Protagonista di questa edizione è Karen LaMonte, artista contemporanea nota per le sue sculture in vetro, ceramica e bronzo. La mostra Nocturnes rappresenta un momento significativo della sua ricerca artistica, concentrandosi sui temi della notte, del silenzio, dell’assenza e della dimensione interiore dell’essere umano. Attraverso opere di grande impatto visivo ed emotivo, LaMonte invita lo spettatore a una riflessione sul rapporto tra corpo, spazio e tempo.
Karen LaMonte nasce negli Stati Uniti e si forma artisticamente tra l’America e l’Europa
Il suo lavoro si colloca tra arte contemporanea e tradizione scultorea classica, con una particolare attenzione alla materia e ai processi tecnici. È celebre per le sue sculture di abiti femminili privi del corpo, figure vuote ma cariche di suggestione, che parlano di presenza attraverso l’assenza. Ha esposto in importanti musei e istituzioni internazionali, contribuendo al rinnovamento della scultura contemporanea grazie all’uso innovativo del vetro.
La mostra Nocturnes
Il titolo Nocturnes richiama il mondo della notte, intesa come spazio simbolico e psicologico. In questa mostra, LaMonte esplora tale dimensione attraverso opere caratterizzate da tonalità scure, superfici opache o traslucide e forme essenziali. Gli abiti esposti, lunghi e monumentali, evocano una presenza umana assente, suggerendo temi come memoria, perdita e trascorrere del tempo. La luce è parte integrante dell’opera, creando riflessi e ombre che amplificano l’atmosfera contemplativa. Nella mostra Nocturnes, il valore plastico delle sculture di Karen LaMonte diventa centrale. Le opere, pur essendo prive del corpo umano, occupano lo spazio in modo monumentale e tridimensionale, stabilendo un dialogo con l’ambiente circostante. L’equilibrio tra pieni e vuoti conferisce tensione plastica e profondità: il vuoto interno all’abito diventa parte attiva della composizione, suggerendo la presenza invisibile dell’essere umano. La modellazione delle superfici è precisa e raffinata: pieghe, drappeggi e cadute del tessuto vengono cristallizzati nella materia, trasformando l’effimero in forma stabile e duratura. La luce, elemento fondamentale in Nocturnes, interagisce con le superfici scure o traslucide, creando riflessi e ombre che rendono mutevole la percezione dei volumi e intensificano la sensazione di sospensione e silenzio notturno. In questo modo, la plasticità dell’opera non è solo formale, ma diventa linguaggio poetico, capace di tradurre in forma visibile la memoria, l’assenza e l’interiorità.
Temi e significati
Tra i temi principali della mostra ci sono l’assenza del corpo, il silenzio e la memoria del tempo. L’abito, privato della figura che dovrebbe indossarlo, diventa traccia emotiva e simbolica, mentre la notte amplifica il senso di mistero e introspezione. Le opere non raccontano storie nel senso tradizionale, ma comunicano attraverso forma, materia e atmosfera, invitando lo spettatore a una contemplazione personale. La mostra Nocturnes conferma Karen LaMonte come una delle voci più intense della scultura contemporanea.
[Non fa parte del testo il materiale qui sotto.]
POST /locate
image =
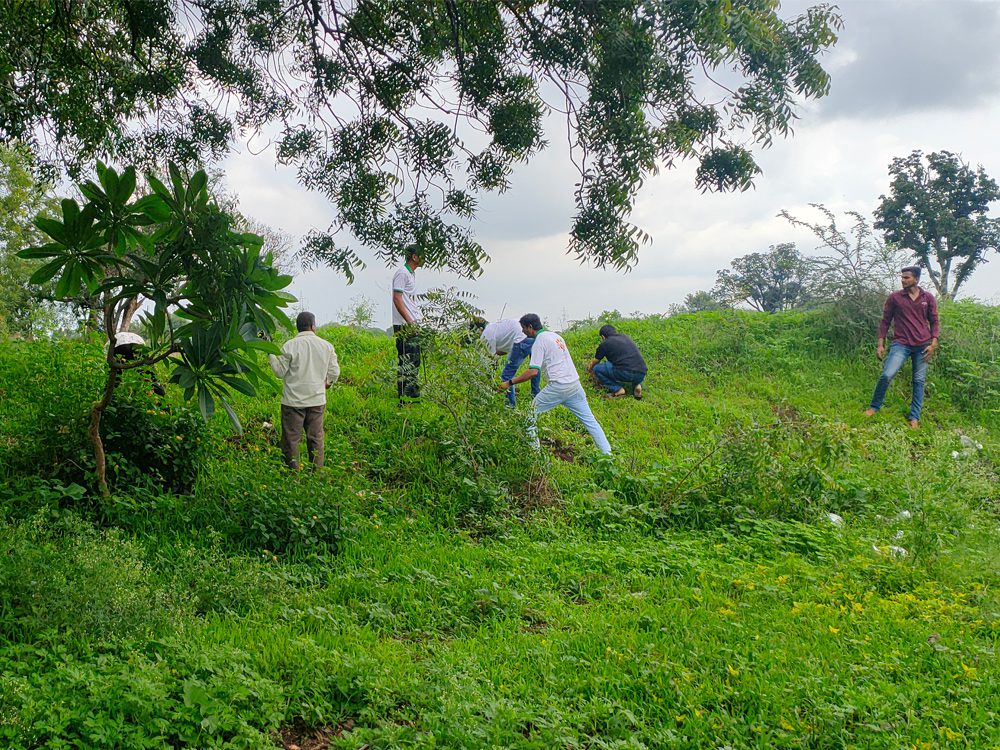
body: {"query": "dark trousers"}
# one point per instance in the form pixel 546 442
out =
pixel 293 420
pixel 408 355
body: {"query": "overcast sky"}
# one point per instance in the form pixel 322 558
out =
pixel 907 74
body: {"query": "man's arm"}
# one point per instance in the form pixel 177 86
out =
pixel 280 364
pixel 932 318
pixel 332 368
pixel 888 311
pixel 525 376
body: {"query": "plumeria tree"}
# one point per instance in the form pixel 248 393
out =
pixel 176 249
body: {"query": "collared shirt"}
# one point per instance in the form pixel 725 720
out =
pixel 621 352
pixel 405 282
pixel 551 356
pixel 501 336
pixel 914 322
pixel 306 365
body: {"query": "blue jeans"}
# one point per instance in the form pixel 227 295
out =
pixel 571 396
pixel 518 353
pixel 894 361
pixel 614 379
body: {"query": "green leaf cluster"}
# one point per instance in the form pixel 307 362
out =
pixel 400 111
pixel 176 249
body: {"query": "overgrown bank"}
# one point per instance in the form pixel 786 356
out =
pixel 439 585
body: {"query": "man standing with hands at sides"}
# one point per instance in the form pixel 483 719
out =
pixel 308 366
pixel 405 320
pixel 550 354
pixel 912 312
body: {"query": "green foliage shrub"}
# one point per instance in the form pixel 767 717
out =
pixel 266 507
pixel 150 443
pixel 970 356
pixel 63 578
pixel 171 694
pixel 849 324
pixel 46 388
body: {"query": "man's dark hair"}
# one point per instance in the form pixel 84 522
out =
pixel 531 320
pixel 305 321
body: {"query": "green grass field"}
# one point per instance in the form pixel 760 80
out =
pixel 440 584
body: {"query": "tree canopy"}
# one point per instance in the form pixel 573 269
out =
pixel 177 249
pixel 402 111
pixel 938 211
pixel 24 311
pixel 769 282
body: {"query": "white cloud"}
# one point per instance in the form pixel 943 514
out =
pixel 839 156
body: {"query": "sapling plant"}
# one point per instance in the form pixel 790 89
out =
pixel 175 248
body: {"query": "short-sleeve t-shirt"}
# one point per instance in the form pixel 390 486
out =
pixel 502 335
pixel 621 352
pixel 404 281
pixel 551 355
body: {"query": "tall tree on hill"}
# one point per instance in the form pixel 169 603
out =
pixel 938 210
pixel 177 249
pixel 402 111
pixel 769 282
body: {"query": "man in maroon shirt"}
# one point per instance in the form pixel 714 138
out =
pixel 913 315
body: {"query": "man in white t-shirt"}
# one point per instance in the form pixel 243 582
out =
pixel 308 366
pixel 506 337
pixel 550 355
pixel 405 322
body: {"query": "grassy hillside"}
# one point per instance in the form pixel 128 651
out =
pixel 440 584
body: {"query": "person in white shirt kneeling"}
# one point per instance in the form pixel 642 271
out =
pixel 550 355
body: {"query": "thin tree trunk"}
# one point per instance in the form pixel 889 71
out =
pixel 96 412
pixel 131 308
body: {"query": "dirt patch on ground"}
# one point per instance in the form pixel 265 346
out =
pixel 298 737
pixel 562 451
pixel 534 493
pixel 786 413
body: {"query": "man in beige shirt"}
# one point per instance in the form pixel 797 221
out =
pixel 308 366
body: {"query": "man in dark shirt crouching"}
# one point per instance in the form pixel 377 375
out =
pixel 624 365
pixel 912 312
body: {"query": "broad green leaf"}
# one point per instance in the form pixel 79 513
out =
pixel 54 229
pixel 235 420
pixel 47 271
pixel 198 182
pixel 49 250
pixel 126 186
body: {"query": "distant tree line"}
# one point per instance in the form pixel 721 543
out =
pixel 935 216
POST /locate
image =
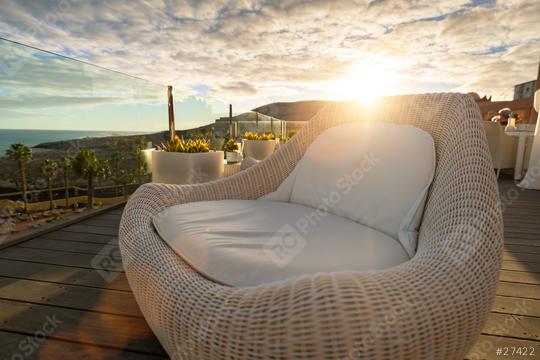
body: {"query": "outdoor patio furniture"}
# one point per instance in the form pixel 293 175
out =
pixel 431 307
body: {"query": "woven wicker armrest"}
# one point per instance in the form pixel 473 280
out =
pixel 431 307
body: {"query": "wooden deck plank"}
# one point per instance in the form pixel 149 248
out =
pixel 92 229
pixel 67 246
pixel 514 326
pixel 72 236
pixel 88 261
pixel 63 275
pixel 112 331
pixel 486 347
pixel 515 305
pixel 520 277
pixel 511 248
pixel 518 290
pixel 70 296
pixel 52 349
pixel 522 257
pixel 518 265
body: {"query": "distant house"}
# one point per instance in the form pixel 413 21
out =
pixel 524 90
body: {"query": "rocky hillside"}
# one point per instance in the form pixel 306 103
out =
pixel 293 111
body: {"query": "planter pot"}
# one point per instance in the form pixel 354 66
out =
pixel 186 168
pixel 259 149
pixel 233 156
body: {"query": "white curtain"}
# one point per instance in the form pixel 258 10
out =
pixel 532 177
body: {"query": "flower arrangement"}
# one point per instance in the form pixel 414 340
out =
pixel 248 135
pixel 231 145
pixel 177 144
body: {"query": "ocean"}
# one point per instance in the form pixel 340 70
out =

Attraverso un linguaggio essenziale ma carico di significato, l’artista trasforma materiali fragili in strumenti di meditazione sull’esistenza umana. Le opere, sospese tra presenza e assenza, peso e leggerezza, rendono la scultura un’esperienza sensoriale e contemplativa, in cui la notte diventa metafora dell’anima e della memoria. L’esposizione fa parte del ciclo Dialoghi Canoviani, un progetto espositivo che mette in relazione la scultura neoclassica di Antonio Canova con l’arte contemporanea. In questo contesto, le opere di LaMonte dialogano con i capolavori e i modelli classici presenti nelle sale canoviane del museo, creando un confronto tra epoche, tecniche e poetiche diverse. La mostra è ospitata in tre delle sale Canoviane al primo piano del Museo Correr, accanto alle opere di Canova come Dedalo e Icaro e Orfeo ed Euridice, nel cuore storico di Venezia. Questa collocazione non è casuale: il progetto espositivo vuole valorizzare il rapporto tra tradizione e contemporaneità, proponendo un dialogo tra la scultura classica e quella moderna attraverso temi universali come forma, materia, presenza e assenza.